In "Countries Threatened with Extinction," I reviewed five cases of endangered states – Kuwait, Bahrain, Lebanon, Jordan, and Israel. The Kuwait is over for now, the Israeli one is too well known to go over here, the Lebanese and Jordanian are in abeyance, leaving Bahrain as the key threatened state of the moment, the one that could wake up one fine day to find itself occupied. So, this weblog entry follows its career.
For the moment, even the Iranian claim to Bahrain is shelved, reports the Saudi newspaper, Arab News: .
Iran yesterday moved to defuse a row with Bahrain, saying it respects the sovereignty of the neighboring Gulf kingdom, which has halted talks on a natural gas imports deal with Tehran. "Our position on Bahrain is clear. We have repeatedly said that we respect the sovereignty and independence of all neighboring countries and the region, especially Bahrain," Iranian Foreign Ministry spokesman Hassan Ghashghavi told Arabic language state television Al-Alam.
"We do not have eyes on any country. This is a storm created by the media. Nateq Noori did not refer to Bahrain," Ghashghavi said in his statement to Al-Alam. "In his speech in Mashhad he talked about the achievement of the Islamic revolution and compared them to the era of the hated monarchy. He did not talk at all of current global, regional and political issues."
On Feb. 11, a day after Nateq Noori's speech, Iran's Khorasan newspaper quoted him as saying in his address that "under Mohammad Reza Pahlavi, this useless king, one of our provinces which has now become a country named Bahrain was taken away from us. At that time Bahrain was our 14th province and had a representative in Parliament." (February 20, 2009)
Bahrain has strongly protested recent comments of Ali Akber Nateq Noori, a prominent conservative leader and member of Iran's expediency council — the top arbitration body — that the Gulf kingdom used to be Iran's 14th governorate and had a representative in its Parliament.
(February 20, 2009)
Mar. 2, 2009 update: In contrast, Israel's Intelligence and Terrorism Information reports that the Iran-Bahrain situation flared up again last month:
In the middle of February 2009, Ali Akbar Nateq Nouri, office supervisor and advisor to the Supreme Leader Khamenei, said that before Bahrain received independence in 1970, it was Iran's 14th province, and was even represented in the Iranian parliament (Majlis). His remark provoked stormy reactions in Bahrain and led to another crisis in Bahraini-Iranian relations, which has since been settled. The incident reflects the tensions between Iran and the Arab world, its ethnic polarization (evident in Bahrain's social structure) and its confusion of identities – Persian and Iranian, Sunni and Shi'ite – all urgent issues on the Middle East agenda, as is the volatile Israeli-Palestinian confrontation.

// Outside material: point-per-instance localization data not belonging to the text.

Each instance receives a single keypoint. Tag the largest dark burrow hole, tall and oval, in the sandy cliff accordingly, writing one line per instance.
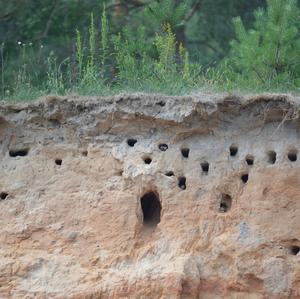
(151, 209)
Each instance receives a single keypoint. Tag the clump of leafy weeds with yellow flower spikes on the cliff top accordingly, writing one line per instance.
(152, 67)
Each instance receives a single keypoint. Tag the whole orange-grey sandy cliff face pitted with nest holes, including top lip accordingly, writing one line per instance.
(150, 197)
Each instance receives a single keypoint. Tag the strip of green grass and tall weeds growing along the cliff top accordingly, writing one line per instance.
(125, 62)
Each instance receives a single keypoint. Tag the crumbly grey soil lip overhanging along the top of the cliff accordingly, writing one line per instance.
(167, 108)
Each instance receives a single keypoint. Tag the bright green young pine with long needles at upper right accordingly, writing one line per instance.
(269, 53)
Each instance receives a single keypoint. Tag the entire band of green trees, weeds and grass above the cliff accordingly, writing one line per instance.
(159, 56)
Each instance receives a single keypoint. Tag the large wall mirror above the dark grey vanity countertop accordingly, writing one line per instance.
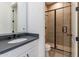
(13, 17)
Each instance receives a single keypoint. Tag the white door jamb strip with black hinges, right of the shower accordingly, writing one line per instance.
(74, 29)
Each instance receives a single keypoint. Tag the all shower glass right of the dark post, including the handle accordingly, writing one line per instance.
(63, 30)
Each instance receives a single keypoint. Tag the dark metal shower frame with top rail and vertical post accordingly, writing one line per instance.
(55, 45)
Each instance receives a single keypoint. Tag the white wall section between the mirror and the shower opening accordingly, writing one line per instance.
(36, 23)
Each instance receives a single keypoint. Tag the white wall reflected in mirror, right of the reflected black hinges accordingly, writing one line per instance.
(22, 17)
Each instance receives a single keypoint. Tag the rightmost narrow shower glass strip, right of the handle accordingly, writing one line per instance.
(67, 34)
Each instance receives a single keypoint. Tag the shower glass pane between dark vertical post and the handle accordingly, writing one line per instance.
(59, 29)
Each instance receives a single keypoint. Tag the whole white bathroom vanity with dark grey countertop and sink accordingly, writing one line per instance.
(19, 45)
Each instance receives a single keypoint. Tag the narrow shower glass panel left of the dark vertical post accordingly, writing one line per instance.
(49, 27)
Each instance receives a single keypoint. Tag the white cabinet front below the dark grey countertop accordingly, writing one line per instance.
(22, 51)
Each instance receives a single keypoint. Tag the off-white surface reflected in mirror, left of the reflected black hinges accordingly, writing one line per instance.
(5, 17)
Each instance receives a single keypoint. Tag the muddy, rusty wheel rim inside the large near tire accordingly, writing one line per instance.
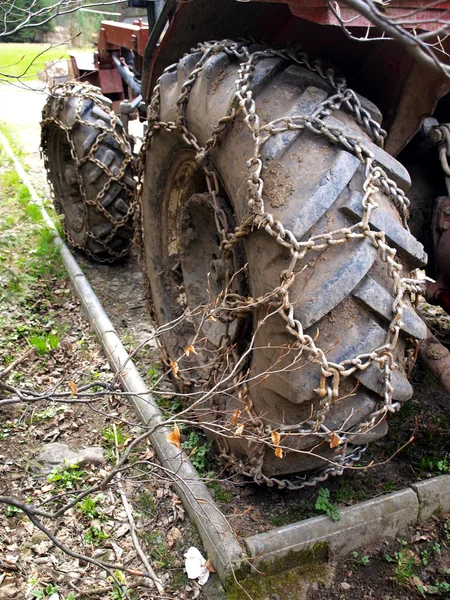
(192, 244)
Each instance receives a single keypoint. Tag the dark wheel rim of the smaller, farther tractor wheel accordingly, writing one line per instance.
(71, 204)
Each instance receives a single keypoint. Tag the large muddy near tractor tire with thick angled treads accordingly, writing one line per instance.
(342, 295)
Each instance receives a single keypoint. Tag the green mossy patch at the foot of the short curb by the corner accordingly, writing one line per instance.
(286, 577)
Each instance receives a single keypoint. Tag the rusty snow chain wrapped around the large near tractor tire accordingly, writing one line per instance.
(331, 373)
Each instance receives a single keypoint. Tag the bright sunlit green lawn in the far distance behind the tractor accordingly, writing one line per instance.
(27, 60)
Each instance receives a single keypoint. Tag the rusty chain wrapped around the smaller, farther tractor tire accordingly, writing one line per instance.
(83, 92)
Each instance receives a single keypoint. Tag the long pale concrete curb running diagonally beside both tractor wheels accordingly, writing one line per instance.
(218, 539)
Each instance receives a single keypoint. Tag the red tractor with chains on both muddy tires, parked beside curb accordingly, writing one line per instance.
(288, 201)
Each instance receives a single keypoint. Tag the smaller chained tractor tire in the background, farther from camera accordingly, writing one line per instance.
(89, 165)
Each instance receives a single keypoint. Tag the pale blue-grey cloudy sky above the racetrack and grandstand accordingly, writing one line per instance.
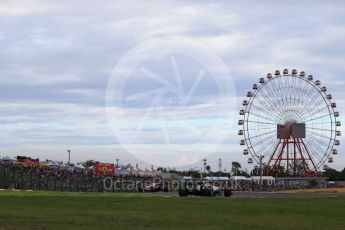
(61, 65)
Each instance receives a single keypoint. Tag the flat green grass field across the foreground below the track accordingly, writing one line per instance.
(45, 210)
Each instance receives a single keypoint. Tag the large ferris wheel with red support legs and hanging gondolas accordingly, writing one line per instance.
(289, 120)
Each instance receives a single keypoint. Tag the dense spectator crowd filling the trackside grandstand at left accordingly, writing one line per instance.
(16, 175)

Oct. 6, 2011 update: The Wall Street Journal Europe has a major piece on "Iran's Bahraini Ambitions" by Mitchell A. Belfer, editor of the Central European Journal of International and Security Studies. Belfer argues that "Bahrain is the victim of a long cycle of intrigue and interference aimed at replacing the moderate and modernizing Khalifa regime with a theocracy under Tehran's thumb." He writes of
Tehran's long history of working to upset Bahrain's domestic stability. Since Iran's 1979 revolution, the country's leaders have assumed that their revolution represents the aspirations of Shiites throughout the Mideast. That is why they have worked to undermine the Sunni Khalifa family's legitimacy in Bahrain by promoting an ideology of Shiite empowerment. When Nateq Nuri, advisor to Grand Ayatollah Ali Khamenei, claimed Bahrain as Iran's "14th province" in 2009, he was only restating well-worn rhetoric from the revolution 30 years prior.
Today there is an intimidating imbalance of power between Iran and Bahrain. Iran's standing military numbers 510,000—roughly two-thirds of Bahrain's entire population. Bahrain would have little to worry about if Iran were content merely to grandstand and make threatening noises. But Tehran has taken concrete steps over the last 30 years to destabilize and de-legitimize Bahrain's leadership, both directly and through proxies.
The article then documents those 30 years of Iranian subversion. Belfer concludes:
Thirty years of intransigence reveal the extent of Tehran's determination to turn Bahrain into an Iranian satellite. So Iran's machinations during this year's protests should have had the international community rushing to support Bahrain, not ostracize it.